Wieści ze Słuchanicy (7). O księżach

Księża w "krzywym zwierciadle" ludowej poetki.

 

Raba Wyżna, 15 maja 1998

 

 

Baranku Bozy z tonsurkom!

Dziś bedzie o księzach.

Ciekawość, cyś Ty mioł to na głowisi wyskubowane? Cy może juz znieśli? Straśnie mi się widziało to kółko na głowie u księdza probosca Polońskiego i co jo się taty onudziła - tato, jako mu to golom cy strzygom tak równióćko (równiutko, równiućko?). I skąd wiedzom, na ktorym miejscu głowy? W ogóle ksiądz nos, dzieci, więcy interesowoł niźli to, co robił i godoł.
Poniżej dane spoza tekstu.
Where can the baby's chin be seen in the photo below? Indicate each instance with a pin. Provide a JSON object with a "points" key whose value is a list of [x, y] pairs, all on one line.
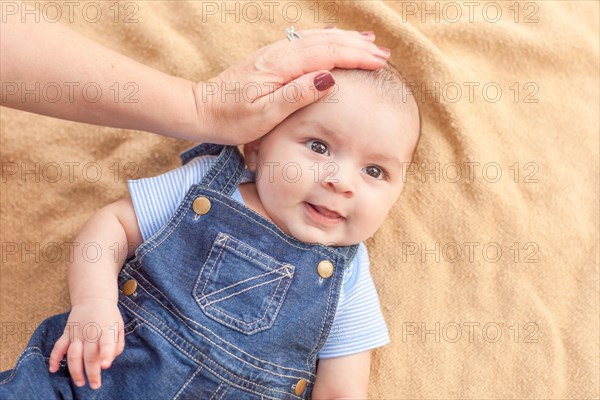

Ksiądz. Kto to był ksiądz? Bo kto to jest teroz, to wiadać. Jo tu kcem kapke pozbacować downe, dobre casy (ładne mi dobre - same wojny i komuchy!) i role księdza na wsi. Tata i stryki opowiadali, ze jesce kapke downiyj ksiądz słuzył do strasenio piekłem i mękami strasnymi. Casem obiecowoł niebo, ale nie kazdemu, o niy! Poniektory bił pięściom w kozalnice, grzmioł i palicem pokazowoł strasne rzecy, które juz-juz stojom za tobom, grzyśniku! A ty stois u brom piekieł! Ale niedockanie twoje! Nic ani nikt cie tustela nie uratuje, cheba ze (i tu miałak napisać - cheba, ze dos odpowiednio na ofiare, ale przecie pisem do księdza, więc mogłabyk go urazić. No to nie napisem nic do tego "cheba ze"). Cheba ze się poprawis. Ale jakoz się tu porawić, kie zimno w nogi, jeść się kce, w chałpie przednówek i biyda jedna pani. Krowięta rycom, zimnioki w piwnicy (do sadzenio), piwnica zaparto na kłódke, a kluc prtaśnęty do studnie. Bo jak zjymy, to co posadzimy? Wsy i wselako gowiydź zrejom za obsywkom, tata dostoł łońskiej niedzieli dziuga, a mama majom mordowisko co drugi tydzień. Siostra Wikta mo kołtuna, a brat Jasiek suchoty. Nijakiem światem nie wiada, z cego się tu poprawiać. Ani ukraść nima co kany, bo syćka na jednyj drodze...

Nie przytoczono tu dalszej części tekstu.